Di particolare rilievo è il passaggio in cui il difensore, sollecitato sul punto in sede di discussione orale, riferisce di aver utilizzato strumenti di ricerca basati sull’intelligenza artificiale che avrebbero generato risultati errati.
Il TAR esclude categoricamente che tale circostanza possa assumere valore esimente, riaffermando che la sottoscrizione dell’atto processuale comporta l’assunzione integrale della responsabilità del suo contenuto, indipendentemente dall’effettiva redazione in prima persona.
La decisione si colloca, così, nel solco del principio della centralità della decisione umana, richiamato anche dalla “Carta dei principi per un uso consapevole dei sistemi di intelligenza artificiale in ambito forense” adottata dall’Ordine degli Avvocati di Milano nel 2024.
L’Avvocato è tenuto non solo ad utilizzare con consapevolezza tali strumenti, ma soprattutto a verificare criticamente l’attendibilità delle fonti e dei risultati prodotti, essendo notorio il rischio della generazione di precedenti inesistenti ma formalmente plausibili, dettato dalla tendenza dei sistemi di intelligenza artificiale a soddisfare le richieste dell’utente, talvolta anche a discapito della veridicità delle informazioni rese.

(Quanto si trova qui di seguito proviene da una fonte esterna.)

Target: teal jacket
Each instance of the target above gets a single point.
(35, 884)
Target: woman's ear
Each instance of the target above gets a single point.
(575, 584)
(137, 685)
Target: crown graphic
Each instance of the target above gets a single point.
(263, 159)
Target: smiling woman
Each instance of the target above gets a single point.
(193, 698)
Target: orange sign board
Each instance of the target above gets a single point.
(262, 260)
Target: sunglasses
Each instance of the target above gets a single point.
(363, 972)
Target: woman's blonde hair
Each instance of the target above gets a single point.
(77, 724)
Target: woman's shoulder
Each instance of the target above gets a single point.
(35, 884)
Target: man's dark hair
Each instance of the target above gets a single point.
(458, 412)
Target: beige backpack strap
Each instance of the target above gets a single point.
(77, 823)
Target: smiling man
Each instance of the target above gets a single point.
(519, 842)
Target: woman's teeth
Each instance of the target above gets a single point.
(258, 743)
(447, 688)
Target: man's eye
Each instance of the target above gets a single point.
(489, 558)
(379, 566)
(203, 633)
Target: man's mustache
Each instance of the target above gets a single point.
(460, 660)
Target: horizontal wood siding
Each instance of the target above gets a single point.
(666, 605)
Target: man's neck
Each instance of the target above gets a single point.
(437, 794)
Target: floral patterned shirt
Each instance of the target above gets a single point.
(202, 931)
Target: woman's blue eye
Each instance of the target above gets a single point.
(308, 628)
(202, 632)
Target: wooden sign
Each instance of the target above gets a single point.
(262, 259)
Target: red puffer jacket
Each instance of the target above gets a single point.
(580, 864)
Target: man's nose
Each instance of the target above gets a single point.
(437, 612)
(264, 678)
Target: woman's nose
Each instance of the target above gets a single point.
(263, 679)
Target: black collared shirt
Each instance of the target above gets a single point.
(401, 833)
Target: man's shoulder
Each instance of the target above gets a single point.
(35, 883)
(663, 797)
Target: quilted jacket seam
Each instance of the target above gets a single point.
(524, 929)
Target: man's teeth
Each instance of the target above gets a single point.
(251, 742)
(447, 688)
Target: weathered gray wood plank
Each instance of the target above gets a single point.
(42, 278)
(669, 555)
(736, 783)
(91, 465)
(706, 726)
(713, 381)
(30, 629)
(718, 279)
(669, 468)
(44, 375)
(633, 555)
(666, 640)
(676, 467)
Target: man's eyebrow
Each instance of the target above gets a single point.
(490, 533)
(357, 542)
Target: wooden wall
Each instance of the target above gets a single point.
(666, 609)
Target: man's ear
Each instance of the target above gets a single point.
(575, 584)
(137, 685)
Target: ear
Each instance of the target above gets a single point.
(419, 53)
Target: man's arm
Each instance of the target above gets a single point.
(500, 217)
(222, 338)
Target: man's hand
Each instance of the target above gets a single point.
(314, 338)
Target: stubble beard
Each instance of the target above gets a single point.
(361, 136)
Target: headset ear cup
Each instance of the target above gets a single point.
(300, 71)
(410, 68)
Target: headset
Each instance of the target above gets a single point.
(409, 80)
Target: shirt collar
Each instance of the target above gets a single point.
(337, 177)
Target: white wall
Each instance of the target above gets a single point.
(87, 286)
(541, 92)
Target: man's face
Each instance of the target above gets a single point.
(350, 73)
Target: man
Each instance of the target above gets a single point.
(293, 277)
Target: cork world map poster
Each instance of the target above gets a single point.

In tale prospettiva ed in quella di un uso corretto ed idoneo dello strumento informatico, anche a seguito dell’entrata in vigore della L. 23 settembre 2025, n. 132, è chiaro come l’IA non possa essere intesa come un sostituto dell’attività intellettuale del difensore, bensì, al più, come uno strumento ausiliario che non può prescindere dal rigoroso vaglio del professionista.